Las personas allí representadas eran inocentes. Sin vocación de mártires eran expuestas a la lapidación como se practica en las sociedades más retrógradas. Como santos eran crucificados, achicharrados y mutilados. La horda se apropiaba del derecho a arrancar su piel y a hundir en su carne saetas emponzoñadas ahogando así sus frustraciones colectivas. Mayoritariamente se trataba de mujeres. Aquí la paridad políticamente correcta brillaba por su ausencia. Los valores más rastreros y sexistas se revelaban y triunfaban ante el sentido común y tres mil años de civilización. La ética y la filosofía eran defenestradas y arrastradas por el fango.
Con el rostro desencajado reparó en el golpe maestro de semejante atrocidad. Al reo se le daba la posibilidad de redimir su condena a cambio de una suma de dinero. Con un cinismo desmedido, el pago se podía hacer efectivo a través de tarjeta de crédito o paypal. Semejante crueldad sólo es comparable a un secuestro, con el agravante que aquí es la propia víctima quien paga el rescate.
Repentinamente una sacudida recorrió su cuerpo como si se tratara de una convulsión epiléptica. Pensó que, a un click de distancia, el disco duro de su ordenador custodiaba numerosas grabaciones, fotos y películas. Donde ella escudada en su falsa intimidad actuaba con la procacidad de una prostituta.

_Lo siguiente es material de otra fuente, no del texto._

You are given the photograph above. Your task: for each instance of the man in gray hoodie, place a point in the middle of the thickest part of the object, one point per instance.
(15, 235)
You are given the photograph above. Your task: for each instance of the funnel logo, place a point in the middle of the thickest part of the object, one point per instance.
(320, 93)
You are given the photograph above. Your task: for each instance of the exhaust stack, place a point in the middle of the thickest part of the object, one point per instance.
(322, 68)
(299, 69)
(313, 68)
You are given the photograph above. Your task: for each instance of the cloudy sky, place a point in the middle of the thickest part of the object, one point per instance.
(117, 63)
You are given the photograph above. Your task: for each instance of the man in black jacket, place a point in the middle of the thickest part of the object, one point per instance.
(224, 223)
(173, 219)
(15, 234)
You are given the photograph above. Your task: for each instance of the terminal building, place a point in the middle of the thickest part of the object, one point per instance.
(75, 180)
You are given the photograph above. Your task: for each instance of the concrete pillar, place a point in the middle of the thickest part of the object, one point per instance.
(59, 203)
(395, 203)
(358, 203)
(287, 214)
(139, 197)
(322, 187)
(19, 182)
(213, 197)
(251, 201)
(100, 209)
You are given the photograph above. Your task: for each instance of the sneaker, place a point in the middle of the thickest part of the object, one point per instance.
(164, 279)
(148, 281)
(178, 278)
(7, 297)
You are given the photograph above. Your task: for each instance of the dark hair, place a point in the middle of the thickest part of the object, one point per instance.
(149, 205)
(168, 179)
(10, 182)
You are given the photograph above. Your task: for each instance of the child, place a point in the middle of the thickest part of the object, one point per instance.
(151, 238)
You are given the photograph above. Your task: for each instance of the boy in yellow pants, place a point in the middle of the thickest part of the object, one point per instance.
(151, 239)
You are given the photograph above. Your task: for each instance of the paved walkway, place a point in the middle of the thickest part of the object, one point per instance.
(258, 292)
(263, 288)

La red le brindaba la oportunidad de resarcir su dolor. De bajar a las profundidades abisales del infierno humano y vengarse. Aplicar la ley del Talión. Suministrarle el principio jurídico de justicia retributiva, sin darle la oportunidad de ser juzgada. Sin posibilidad siquiera que un abogado o un sacerdote oyera su declaración de inocencia. Era su ocasión de arruinar la dignidad de ella para siempre. Arrojarla a la inmundicia sin ninguna aprensión ni remordimiento. Sentir como inmediata gratificación un consuelo ancestral, atávico, pre-humano. Como el que experimentaba un australopithecus en el instante de asestar el golpe certero y mortal que partía el cráneo de su adversario.
La oportunidad única y singular de volver a la barbarie de forma anónima y gratuita.